Part 1 of 21: 13.8 billion BC - 1000 BC. "Only" the first nine parts appear to be up right now.
posted by Pronoiac at 6:03 PM on November 25, 2023


The big secret to Doctor Who is that every few years they write an episode that's intended to be a jumping-on point, particularly when a showrunner changes and they have both a new Doctor and a new companion, but you probably could jump on with either any new Doctor or any new companion change at the start of a season, because inevitably it's going to be about "working out who this person even is" and with a show as fluid as Doctor Who, writers have a lot of options.

There is a special delight, amongst Whovians, to see how they're going to put a spin on the new companion working out the Doctor's very strange ship casually breaks physics.

I think the suggestions up-thread for the reboot series are all quite good, but if you are the kind of person who is a completionist who has to start at the beginning, "Rose", the first episode of the reboot, is both a pretty good indicator of how the series means to go on and is fairly accessible. (One of the genius parts of the reboot was is structure, realising that it has to establish what kind of show this is. The episode that reintroduces the most iconic Doctor Who villains takes pains to directly address the 40 years of jokes people have been making about them. As a result, watching that series gives you a good idea of the range of the show, from sci-fi to fantasy, and, alas, also that its quality can vary a lot from episode to episode.)
posted by Merus at 7:53 PM on November 25, 2023 [5 favorites]


I've just realized what this reminds me of: Of Oz the Wizard, the alphabetized Wizard of Oz.
posted by BiggerJ at 9:22 PM on November 25, 2023 [7 favorites]


Wow, BiggerJ, that is... something else.
posted by inexorably_forward at 1:35 AM on November 26, 2023 [1 favorite]


"Blink" - an episode that features the Doctor the least, and paradoxically is one of the greatest.


This is where I get to mention that there's a single line in that episode ("It's the same rain.") that's one of the finest bits of TV writing ever and can consistently make me burst into tears just by thinking about it.
posted by longtime_lurker at 5:20 AM on November 26, 2023 [3 favorites]
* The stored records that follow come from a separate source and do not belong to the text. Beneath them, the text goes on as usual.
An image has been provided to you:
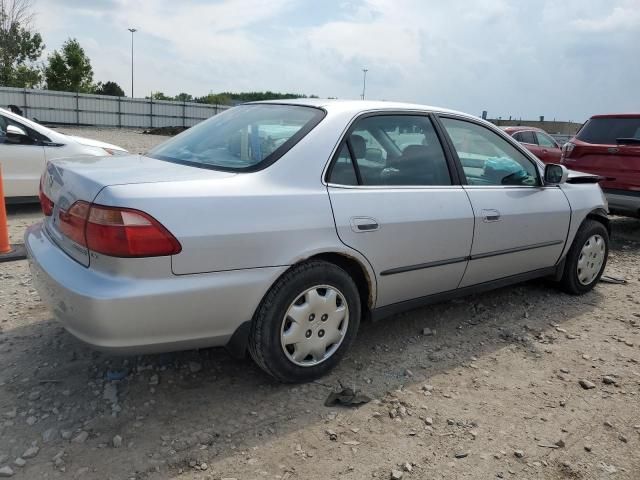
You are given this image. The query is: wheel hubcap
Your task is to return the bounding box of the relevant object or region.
[578,235,605,285]
[280,285,349,367]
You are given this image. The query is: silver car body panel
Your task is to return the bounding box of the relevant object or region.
[460,185,571,287]
[329,186,473,307]
[25,100,606,351]
[26,224,286,353]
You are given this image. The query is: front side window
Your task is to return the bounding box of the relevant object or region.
[513,131,538,145]
[576,117,640,145]
[441,118,540,186]
[536,132,558,148]
[328,115,451,186]
[148,104,324,171]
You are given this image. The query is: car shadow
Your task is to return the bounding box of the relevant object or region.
[0,219,640,478]
[0,281,603,478]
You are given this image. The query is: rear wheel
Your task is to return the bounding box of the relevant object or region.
[249,261,361,382]
[560,219,609,295]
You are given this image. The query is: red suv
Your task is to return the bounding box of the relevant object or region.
[502,127,562,163]
[561,113,640,217]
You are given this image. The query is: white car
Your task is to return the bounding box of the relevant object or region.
[0,108,127,201]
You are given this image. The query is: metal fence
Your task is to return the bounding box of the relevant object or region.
[0,87,229,128]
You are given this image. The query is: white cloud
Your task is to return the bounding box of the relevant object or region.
[32,0,640,120]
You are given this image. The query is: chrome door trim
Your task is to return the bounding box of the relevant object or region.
[380,240,564,276]
[380,256,469,277]
[469,240,564,260]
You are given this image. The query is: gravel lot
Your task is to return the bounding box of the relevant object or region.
[55,127,169,153]
[0,129,640,480]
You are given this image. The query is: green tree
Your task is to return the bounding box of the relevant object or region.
[93,82,125,97]
[145,92,173,100]
[44,38,94,93]
[0,0,44,88]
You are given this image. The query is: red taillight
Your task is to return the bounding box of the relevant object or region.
[58,201,91,246]
[38,177,53,217]
[86,205,182,257]
[60,201,182,257]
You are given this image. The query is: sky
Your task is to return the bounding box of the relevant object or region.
[34,0,640,121]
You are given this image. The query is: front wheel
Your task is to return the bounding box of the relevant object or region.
[249,261,361,382]
[560,219,609,295]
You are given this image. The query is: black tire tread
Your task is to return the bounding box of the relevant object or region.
[559,218,609,295]
[248,260,359,383]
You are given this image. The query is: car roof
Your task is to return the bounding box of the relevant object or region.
[249,98,478,120]
[500,125,547,133]
[591,113,640,118]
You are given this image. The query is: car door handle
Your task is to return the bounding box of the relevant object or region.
[482,209,500,222]
[351,217,380,233]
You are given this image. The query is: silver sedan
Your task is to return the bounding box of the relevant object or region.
[25,100,609,382]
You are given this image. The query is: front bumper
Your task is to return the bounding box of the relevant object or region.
[25,224,286,354]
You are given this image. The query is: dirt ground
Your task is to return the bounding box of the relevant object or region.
[0,132,640,480]
[55,127,169,153]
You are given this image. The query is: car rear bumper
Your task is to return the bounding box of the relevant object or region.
[604,190,640,217]
[25,224,286,354]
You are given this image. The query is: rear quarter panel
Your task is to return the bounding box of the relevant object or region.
[94,108,375,299]
[561,183,608,257]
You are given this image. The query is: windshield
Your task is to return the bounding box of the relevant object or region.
[148,104,324,171]
[577,118,640,145]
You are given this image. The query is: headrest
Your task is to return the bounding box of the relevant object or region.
[402,145,431,158]
[349,135,367,158]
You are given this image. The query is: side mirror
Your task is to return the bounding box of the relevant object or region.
[544,163,569,185]
[7,125,29,143]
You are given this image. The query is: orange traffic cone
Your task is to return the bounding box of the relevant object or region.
[0,166,26,262]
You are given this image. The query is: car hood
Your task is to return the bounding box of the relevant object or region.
[65,135,126,152]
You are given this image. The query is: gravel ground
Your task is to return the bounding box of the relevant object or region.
[0,129,640,480]
[55,127,169,153]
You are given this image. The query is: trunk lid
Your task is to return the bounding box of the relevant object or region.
[563,139,640,191]
[41,155,236,267]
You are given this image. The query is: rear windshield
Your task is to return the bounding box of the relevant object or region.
[148,104,324,171]
[577,118,640,145]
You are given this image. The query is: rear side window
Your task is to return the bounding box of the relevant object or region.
[328,115,451,186]
[441,118,540,186]
[148,104,324,171]
[576,118,640,145]
[513,131,538,145]
[536,132,558,148]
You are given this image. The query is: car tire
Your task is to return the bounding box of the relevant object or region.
[249,260,361,383]
[560,219,609,295]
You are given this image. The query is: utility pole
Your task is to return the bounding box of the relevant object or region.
[361,68,369,100]
[128,28,138,98]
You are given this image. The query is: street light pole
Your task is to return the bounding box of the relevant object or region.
[361,68,369,100]
[128,28,138,98]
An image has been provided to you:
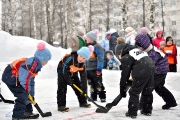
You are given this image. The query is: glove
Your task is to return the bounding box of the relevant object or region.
[96,71,101,76]
[67,79,74,86]
[120,87,126,98]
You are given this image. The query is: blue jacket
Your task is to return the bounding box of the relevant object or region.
[86,42,104,72]
[2,57,42,96]
[148,48,169,74]
[101,32,110,50]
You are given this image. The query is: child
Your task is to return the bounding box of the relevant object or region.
[2,42,51,120]
[135,34,177,109]
[86,31,106,102]
[152,30,165,49]
[162,36,177,72]
[105,50,121,70]
[57,46,93,112]
[159,41,166,51]
[116,43,155,118]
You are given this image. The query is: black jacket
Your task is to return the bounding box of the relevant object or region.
[120,44,155,87]
[57,51,86,89]
[109,32,119,53]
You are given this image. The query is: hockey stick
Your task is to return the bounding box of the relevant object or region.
[96,85,131,113]
[29,94,52,117]
[0,94,14,104]
[73,84,106,109]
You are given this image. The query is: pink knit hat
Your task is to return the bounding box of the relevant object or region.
[140,27,148,33]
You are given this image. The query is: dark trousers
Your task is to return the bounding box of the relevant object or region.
[169,64,177,72]
[87,70,106,100]
[154,74,176,104]
[128,75,153,116]
[2,66,32,118]
[57,73,87,107]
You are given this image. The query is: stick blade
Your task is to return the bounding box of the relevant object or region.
[42,112,52,117]
[96,108,110,113]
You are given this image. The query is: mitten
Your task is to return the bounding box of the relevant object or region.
[120,87,126,98]
[96,71,101,76]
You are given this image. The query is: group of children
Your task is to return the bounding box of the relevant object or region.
[2,28,177,120]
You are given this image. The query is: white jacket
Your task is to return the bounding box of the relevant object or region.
[126,30,137,45]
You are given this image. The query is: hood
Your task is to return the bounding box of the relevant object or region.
[126,30,137,37]
[156,30,163,37]
[111,32,119,38]
[122,44,136,56]
[135,33,151,50]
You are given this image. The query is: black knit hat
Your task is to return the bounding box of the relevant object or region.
[166,36,173,44]
[115,43,126,56]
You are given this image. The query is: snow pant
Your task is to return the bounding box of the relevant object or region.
[2,65,33,118]
[154,74,176,104]
[87,70,106,100]
[128,75,154,116]
[169,64,177,72]
[57,73,87,107]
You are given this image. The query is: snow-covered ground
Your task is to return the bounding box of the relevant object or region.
[0,31,180,120]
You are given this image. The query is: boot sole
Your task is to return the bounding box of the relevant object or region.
[60,109,69,113]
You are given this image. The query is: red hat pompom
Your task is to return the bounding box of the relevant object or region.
[37,42,46,50]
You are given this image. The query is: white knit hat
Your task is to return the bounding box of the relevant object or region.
[125,27,134,33]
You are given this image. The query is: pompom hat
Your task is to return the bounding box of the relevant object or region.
[77,45,94,60]
[34,42,51,62]
[86,31,98,41]
[135,33,151,49]
[140,27,148,33]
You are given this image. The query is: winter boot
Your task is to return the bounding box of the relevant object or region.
[125,112,137,119]
[79,103,91,108]
[162,103,177,110]
[98,91,106,102]
[58,106,69,112]
[88,92,97,101]
[24,112,39,119]
[141,110,152,116]
[12,118,27,120]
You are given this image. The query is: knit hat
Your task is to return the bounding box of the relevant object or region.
[115,43,126,56]
[34,42,51,62]
[77,45,94,60]
[86,31,97,41]
[125,27,134,33]
[110,28,117,34]
[156,30,163,37]
[117,37,126,44]
[166,36,173,44]
[77,31,84,36]
[135,33,151,49]
[118,30,124,35]
[140,27,148,34]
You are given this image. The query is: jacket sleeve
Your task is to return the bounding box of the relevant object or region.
[59,56,72,84]
[79,67,87,94]
[120,55,134,87]
[18,62,35,94]
[94,46,104,72]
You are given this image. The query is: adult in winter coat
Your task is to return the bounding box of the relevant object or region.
[57,46,93,112]
[101,31,111,68]
[162,36,177,72]
[116,43,155,118]
[152,30,165,49]
[140,27,153,44]
[109,28,119,53]
[2,42,51,120]
[101,31,111,50]
[86,31,106,102]
[135,34,177,109]
[105,50,121,70]
[125,27,137,45]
> I've just realized what this reminds me of: Of Oz the Wizard, the alphabetized Wizard of Oz.

I've seen that on a much smaller scale, with songs:
* Toto's "Africa"
* Weezer's "Say It Ain't So"
* Jack Black's "Peaches"
posted by Pronoiac at 1:11 PM on November 26, 2023


In the mid-90s, the definitive book everyone on the Doctor Who UseNet groups referred to was called The Discontinuity Guide. At the time, we knew it was the perfect title: the show had been discontinued for several years by that point, and showed no signs of ever coming back. It was also a sign of the utter folly of trying to assemble a complete continuity thread for a show that ran for 26 years and focused on time travel of all things. And it let us all hang fun imaginary lampshades on that one moment where the Cybermen showed a scene of a far-future episode in a very near-future episode.

And it let us celebrate the death of the Cartmel Masterplan and laugh at the novels that tried to Make Fetch Happen. But nobody nailed the coffin shut, alas.
posted by rum-soaked space hobo at 2:44 AM on November 27, 2023


Parts 10 through 16 have been uploaded, taking us up to the year 3935. We've yet to plunge forward into deep time - and the temporally relocated history of Gallifrey.